In Texas, Gov. Greg Abbott warned that fentanyl seizures were already up nearly 800 percent this year from last year.
KXAN researchers found that deaths are also rising in central Texas. Court documents detail a wave of overdoses between March 2020 and this January: 17 deaths from Oxycodone counterfeits and illegal prescription pills in Austin and surrounding cities.
Press to change the terminology
The Stewart family said implementing classroom education will be key to preventing more deaths.
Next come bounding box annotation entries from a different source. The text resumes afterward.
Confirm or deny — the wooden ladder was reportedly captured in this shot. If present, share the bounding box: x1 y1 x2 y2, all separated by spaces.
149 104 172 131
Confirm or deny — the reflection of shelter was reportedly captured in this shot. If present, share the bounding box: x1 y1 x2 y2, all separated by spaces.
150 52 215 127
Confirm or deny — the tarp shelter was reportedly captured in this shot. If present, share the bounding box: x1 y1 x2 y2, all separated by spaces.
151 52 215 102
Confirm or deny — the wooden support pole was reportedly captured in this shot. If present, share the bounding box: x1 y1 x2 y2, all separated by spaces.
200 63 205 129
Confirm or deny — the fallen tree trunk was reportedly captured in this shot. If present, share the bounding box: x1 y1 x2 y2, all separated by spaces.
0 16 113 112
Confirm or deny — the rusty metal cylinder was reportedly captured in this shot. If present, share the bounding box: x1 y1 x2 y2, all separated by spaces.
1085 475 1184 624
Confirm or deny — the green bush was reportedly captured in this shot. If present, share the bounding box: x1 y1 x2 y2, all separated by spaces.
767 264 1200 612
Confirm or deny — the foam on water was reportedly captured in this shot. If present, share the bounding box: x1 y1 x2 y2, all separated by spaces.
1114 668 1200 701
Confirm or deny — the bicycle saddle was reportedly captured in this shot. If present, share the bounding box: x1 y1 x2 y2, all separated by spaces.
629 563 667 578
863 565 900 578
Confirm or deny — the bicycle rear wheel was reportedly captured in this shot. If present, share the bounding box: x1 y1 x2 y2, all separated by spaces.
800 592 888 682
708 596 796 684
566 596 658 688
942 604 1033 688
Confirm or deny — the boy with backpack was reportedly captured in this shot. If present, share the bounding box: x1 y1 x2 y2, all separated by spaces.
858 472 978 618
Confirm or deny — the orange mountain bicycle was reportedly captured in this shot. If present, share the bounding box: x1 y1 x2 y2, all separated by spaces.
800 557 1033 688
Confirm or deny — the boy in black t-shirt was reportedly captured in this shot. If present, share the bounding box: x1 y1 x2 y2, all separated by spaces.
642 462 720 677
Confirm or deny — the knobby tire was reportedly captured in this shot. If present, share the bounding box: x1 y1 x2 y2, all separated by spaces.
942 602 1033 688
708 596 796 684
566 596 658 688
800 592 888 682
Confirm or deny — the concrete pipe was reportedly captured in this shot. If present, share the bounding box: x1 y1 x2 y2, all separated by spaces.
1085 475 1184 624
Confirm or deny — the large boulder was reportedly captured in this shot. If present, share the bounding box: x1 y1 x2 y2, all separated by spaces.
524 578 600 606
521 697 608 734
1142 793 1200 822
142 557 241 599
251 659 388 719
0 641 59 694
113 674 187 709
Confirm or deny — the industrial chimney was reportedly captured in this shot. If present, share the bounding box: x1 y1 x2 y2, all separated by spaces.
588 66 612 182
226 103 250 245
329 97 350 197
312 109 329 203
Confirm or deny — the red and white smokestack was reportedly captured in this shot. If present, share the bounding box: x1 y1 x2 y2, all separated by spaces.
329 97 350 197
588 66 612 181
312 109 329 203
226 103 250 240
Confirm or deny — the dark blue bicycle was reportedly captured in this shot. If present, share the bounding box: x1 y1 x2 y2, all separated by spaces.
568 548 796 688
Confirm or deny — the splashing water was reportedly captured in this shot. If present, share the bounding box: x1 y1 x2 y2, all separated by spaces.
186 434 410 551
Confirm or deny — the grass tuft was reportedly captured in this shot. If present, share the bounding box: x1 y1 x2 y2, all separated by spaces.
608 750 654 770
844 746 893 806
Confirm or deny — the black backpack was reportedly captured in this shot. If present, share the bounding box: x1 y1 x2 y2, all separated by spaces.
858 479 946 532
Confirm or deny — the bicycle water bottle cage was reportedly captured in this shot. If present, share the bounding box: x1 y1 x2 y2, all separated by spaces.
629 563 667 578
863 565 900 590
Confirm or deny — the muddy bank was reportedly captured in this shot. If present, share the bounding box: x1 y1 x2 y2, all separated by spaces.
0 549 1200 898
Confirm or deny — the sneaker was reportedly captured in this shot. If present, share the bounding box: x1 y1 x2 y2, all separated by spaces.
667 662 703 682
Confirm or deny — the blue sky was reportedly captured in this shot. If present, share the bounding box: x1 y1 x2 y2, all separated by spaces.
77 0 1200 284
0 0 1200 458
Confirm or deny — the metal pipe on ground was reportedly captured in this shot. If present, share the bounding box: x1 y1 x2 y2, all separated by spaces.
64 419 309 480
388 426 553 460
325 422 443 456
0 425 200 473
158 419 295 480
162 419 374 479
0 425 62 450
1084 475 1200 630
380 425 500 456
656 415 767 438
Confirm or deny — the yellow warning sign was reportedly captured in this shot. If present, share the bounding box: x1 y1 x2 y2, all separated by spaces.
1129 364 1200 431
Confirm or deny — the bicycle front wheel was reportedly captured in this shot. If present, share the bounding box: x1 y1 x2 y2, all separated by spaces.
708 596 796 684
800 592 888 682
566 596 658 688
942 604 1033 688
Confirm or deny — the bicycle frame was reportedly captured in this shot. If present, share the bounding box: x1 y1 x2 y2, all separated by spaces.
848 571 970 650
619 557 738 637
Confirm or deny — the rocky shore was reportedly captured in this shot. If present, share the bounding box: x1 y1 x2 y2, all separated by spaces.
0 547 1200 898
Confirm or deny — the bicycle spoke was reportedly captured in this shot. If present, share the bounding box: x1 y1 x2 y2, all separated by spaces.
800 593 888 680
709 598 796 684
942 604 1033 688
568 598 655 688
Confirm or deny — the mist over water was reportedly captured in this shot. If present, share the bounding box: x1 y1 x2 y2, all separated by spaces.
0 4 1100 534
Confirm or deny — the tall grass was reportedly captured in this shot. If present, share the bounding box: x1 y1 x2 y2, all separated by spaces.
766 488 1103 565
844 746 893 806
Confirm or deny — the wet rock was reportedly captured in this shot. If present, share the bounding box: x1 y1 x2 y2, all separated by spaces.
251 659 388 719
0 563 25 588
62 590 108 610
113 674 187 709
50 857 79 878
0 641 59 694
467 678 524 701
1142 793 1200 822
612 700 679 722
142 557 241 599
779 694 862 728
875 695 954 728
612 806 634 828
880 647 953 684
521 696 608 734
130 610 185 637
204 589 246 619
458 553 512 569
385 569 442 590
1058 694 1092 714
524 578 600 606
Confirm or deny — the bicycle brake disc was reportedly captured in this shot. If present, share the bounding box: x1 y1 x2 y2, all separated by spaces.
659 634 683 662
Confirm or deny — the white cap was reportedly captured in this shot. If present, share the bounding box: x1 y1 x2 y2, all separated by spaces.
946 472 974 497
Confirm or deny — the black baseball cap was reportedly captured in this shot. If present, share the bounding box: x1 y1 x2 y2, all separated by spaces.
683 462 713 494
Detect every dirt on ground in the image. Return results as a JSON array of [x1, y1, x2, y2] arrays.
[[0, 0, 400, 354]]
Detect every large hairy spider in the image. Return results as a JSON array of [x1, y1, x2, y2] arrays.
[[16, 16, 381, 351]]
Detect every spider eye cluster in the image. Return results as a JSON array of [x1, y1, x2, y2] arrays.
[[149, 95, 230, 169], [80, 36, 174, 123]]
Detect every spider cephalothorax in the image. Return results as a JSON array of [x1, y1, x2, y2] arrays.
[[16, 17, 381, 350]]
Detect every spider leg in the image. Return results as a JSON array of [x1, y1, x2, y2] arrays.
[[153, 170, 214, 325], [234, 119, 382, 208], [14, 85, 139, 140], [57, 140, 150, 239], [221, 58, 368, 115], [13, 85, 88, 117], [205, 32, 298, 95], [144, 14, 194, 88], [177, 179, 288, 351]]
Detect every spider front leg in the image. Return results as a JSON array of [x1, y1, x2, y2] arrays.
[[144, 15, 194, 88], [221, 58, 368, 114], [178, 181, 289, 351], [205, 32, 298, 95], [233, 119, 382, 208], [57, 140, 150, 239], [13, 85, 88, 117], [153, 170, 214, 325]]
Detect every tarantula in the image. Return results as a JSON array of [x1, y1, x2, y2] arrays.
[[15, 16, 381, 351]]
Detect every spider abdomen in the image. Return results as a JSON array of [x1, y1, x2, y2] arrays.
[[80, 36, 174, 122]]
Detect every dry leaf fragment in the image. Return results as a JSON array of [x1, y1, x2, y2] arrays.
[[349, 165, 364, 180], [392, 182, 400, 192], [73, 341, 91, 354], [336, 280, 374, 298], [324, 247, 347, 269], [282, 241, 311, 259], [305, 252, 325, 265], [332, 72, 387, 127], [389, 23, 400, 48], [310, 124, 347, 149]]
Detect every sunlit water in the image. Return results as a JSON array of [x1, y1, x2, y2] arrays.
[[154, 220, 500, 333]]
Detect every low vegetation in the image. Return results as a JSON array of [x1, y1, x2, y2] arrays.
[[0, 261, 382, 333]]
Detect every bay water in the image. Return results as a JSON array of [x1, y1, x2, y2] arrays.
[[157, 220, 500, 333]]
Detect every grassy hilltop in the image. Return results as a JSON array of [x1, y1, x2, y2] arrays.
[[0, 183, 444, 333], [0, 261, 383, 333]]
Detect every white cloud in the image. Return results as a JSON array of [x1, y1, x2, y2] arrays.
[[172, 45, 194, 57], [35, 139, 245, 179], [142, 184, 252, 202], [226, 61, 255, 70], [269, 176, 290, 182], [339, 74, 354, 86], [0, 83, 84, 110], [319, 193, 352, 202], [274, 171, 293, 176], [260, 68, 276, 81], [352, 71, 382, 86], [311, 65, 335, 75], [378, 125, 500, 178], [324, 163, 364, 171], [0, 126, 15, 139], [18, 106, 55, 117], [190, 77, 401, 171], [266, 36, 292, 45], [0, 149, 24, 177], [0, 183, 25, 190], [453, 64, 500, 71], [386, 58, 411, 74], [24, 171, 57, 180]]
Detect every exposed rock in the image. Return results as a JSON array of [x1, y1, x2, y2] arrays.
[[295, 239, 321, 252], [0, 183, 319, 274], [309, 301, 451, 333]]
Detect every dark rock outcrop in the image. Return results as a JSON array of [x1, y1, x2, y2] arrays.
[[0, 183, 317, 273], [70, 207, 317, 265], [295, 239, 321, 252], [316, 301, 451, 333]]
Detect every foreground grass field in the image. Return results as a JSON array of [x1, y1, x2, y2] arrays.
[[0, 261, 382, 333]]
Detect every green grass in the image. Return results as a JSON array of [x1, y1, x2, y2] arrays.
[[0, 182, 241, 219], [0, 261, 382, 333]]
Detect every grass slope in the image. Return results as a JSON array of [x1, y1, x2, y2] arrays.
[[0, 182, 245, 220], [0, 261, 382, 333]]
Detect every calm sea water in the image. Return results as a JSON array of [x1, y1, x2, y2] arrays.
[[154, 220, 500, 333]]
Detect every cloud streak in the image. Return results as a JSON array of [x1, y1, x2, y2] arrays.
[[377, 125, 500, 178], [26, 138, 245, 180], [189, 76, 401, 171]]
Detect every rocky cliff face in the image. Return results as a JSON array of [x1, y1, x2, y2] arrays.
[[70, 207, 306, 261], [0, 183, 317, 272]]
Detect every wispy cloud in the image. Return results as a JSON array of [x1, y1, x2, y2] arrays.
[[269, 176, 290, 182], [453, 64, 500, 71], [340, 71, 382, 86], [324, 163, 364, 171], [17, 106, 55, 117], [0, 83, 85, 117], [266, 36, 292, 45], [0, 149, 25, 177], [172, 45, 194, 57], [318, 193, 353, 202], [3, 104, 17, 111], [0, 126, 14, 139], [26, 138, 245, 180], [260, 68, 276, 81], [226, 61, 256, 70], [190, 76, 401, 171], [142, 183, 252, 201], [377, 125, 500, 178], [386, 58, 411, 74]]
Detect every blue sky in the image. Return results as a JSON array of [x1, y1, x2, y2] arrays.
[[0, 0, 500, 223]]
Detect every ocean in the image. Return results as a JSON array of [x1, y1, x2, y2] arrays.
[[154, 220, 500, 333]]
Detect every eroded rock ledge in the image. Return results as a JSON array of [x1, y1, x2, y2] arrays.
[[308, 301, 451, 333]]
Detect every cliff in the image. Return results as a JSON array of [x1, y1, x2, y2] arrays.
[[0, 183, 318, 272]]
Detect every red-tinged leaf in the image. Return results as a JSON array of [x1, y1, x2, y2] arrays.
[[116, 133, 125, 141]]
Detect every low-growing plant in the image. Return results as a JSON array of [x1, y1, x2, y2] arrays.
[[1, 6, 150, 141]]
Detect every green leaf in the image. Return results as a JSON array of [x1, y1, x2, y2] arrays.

“It’s important for kids to be educated on … how to be bold and how not to give in to peer pressure,” Becky said. “And so, to be able to keep saying no and be persistent, because these people don’t give up when they try to sell their product.”
Becky said she also learned after talking to other organizations that there is a need to talk about a change in terminology when it comes to fentanyl deaths.
“Cam did not die of an overdose. He was poisoned with a pill containing fentanyl. The very word overdose indicates that someone took too much substance that they knew they were taking. Cam had no idea he was taking a pill containing fentanyl, so he was essentially poisoned, ”Stewart said.
He said organizations working to raise awareness are concerned about misinterpreting these deaths as overdoses rather than poisonings and may mean that many families will ignore the warning and think overdoses only happen to families who have addiction problems. or substance abuse.
The Stewart family said it doesn’t have to be someone who has alcohol and drug problems.
“It could be a kid at a party for the first time, and someone hands them a pill and that’s it,” Becky said.